Это она первая произнесла слово «любовь», это ей пришлось соблазнить Бруно, потому что непостоянный и ветреный волокита, давно потерявший счет своим победам, думал, что перед ним наивная, без памяти влюбившаяся девчонка, которая запуталась и сама не знает, где стихи, а где реальность, и был в большом затруднении: как поступить, чтобы не разочаровать ее, не причинить ей боли, и, с другой стороны, как вести себя, чтобы не сбить ее с пути, не сломать ей судьбу непоправимым шагом, не сделать несчастной на всю жизнь?.. Бруно гулял с Розой по улицам, угощал в ресторанчиках, где бывало мало посетителей, неведомыми ей кушаньями, показывал самые очаровательные уголки Рио, приносил ей книги – свои и чужие, – дарил ей розы, шептал строки стихов, сидя рядом с нею в Ботаническом саду – на скамейке они выглядели точь-в-точь как влюбленные со слащавой открытки, – целовал ей исколотые иглой пальцы, смуглую щеку, зеленые глаза и сообщал по секрету Афранио, что этот его роман – совсем особенный, забавный и необычный: связь платоническая и поэтическая, на удивление целомудренная.

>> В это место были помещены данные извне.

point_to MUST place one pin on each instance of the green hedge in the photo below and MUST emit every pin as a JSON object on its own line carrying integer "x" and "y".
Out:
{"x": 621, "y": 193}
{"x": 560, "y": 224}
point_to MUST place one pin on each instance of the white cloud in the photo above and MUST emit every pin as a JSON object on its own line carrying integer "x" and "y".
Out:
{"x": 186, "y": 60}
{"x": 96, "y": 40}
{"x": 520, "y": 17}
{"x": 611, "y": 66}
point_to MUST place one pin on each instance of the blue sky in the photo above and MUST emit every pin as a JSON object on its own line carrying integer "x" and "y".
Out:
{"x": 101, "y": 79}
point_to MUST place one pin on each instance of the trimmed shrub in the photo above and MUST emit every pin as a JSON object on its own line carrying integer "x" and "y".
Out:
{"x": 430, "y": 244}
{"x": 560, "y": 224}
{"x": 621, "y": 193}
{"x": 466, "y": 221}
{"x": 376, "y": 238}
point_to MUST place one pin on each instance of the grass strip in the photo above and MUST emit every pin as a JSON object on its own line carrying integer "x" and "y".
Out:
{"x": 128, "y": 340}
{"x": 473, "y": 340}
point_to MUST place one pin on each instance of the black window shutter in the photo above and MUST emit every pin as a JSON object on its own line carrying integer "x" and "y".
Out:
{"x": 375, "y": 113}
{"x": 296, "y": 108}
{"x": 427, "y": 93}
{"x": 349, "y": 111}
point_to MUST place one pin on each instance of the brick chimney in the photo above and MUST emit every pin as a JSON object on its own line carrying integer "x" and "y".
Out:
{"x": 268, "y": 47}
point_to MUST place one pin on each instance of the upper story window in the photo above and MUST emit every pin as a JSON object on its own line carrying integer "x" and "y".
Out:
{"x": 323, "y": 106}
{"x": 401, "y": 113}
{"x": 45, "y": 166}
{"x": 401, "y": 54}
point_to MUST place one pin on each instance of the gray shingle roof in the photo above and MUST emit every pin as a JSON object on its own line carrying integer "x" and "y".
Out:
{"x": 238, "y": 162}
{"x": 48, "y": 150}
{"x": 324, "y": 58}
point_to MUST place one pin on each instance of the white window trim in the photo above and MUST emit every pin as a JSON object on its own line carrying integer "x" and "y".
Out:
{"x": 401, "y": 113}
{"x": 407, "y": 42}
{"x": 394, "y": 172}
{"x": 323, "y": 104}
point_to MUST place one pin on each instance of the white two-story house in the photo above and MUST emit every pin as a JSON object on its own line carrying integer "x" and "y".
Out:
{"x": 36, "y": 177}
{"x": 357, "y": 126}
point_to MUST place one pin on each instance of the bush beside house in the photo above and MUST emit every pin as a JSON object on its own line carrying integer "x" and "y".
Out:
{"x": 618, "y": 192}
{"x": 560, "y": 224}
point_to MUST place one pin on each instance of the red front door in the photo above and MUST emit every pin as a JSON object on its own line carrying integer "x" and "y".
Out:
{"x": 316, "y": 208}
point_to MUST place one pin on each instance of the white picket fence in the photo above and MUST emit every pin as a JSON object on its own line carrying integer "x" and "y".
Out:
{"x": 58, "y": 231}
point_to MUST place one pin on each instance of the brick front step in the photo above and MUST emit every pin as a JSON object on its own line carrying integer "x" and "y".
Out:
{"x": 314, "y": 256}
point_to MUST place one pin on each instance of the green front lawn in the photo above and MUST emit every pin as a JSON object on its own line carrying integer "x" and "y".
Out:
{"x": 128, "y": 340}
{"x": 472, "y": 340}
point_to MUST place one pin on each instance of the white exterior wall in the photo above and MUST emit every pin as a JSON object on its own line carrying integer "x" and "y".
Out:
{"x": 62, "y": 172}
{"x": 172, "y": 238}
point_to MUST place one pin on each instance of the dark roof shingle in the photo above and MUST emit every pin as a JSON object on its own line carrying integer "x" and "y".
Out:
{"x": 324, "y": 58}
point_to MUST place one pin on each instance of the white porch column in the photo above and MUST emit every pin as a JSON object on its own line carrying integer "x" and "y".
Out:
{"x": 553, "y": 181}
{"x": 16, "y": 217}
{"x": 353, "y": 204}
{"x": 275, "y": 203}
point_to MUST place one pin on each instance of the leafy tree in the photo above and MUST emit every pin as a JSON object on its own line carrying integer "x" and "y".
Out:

Но пламя страсти бушевало в Розе всё сильней, и, как ни нравились ей каждое слово, каждое прикосновение Бруно, каждая его мимолетная ласка – гладил ли он её по волосам или целовал в затылок, – удовлетвориться такой малостью она вовсе не собиралась. Она подставляла ему губы, и однажды Бруно пришлось ее поцеловать. Впрочем, может быть, это она его поцеловала – редкий случай с Бруно: раньше в подобных ситуациях игру вел он. Роза хотела стать не только возлюбленной, но и любовницей.
Она была не в силах больше вынести тех ограничений, на которые обрек ее и себя чересчур осторожный и деликатный Бруно, и попросила, чтобы он показал ей свой дом в Санта-Александрине. В последнем номере «Ревиста дос Сабадос» о нем был помещен репортаж с фотографиями: увешанные картинами стены, вывезенные из дальних странствий диковины, мраморный купидон под потолком, увитое плющом крыльцо и на ступеньке – сам хозяин в небрежной позе.
– А ты не боишься?
– Нисколько. Мне очень хочется…
Взявшись за руки, они пересекли сад. Бруно на ходу сочинял стихи: «Подсолнухи и ящерки приветствуют тебя», а потом, в гостиной, хотел объяснить ей смысл сюрреалистического полотна, но полная решимости Роза направилась в спальню – с сюрреализмом успеется.
«Разумеется, – думал Бруно, когда она потянула его за руку и они упали на кровать, – разумеется – ух ты! – разумеется, она уже спала до меня с десятком мужчин, а я-то, старый дурак, считал, что она воплощенная невинность и добродетель…» Бруно ошибся и на этот раз. Роза на самом деле была воплощением многих добродетелей, и среди прочих – отваги и цельности.
Через некоторое время Бруно – соблазнённый и донельзя удивлённый фавн – вышел в сад, окружавший дом, и оборвал с кустов все розы. Получилась целая охапка. Роза, распростертая на белоснежной простыне, являвшей следы ее недавнего прощания с девичеством, казалось, возносила хвалу господу. Лепестками роз осыпал Бруно это из бронзы отлитое тело, эту пробужденную плоть.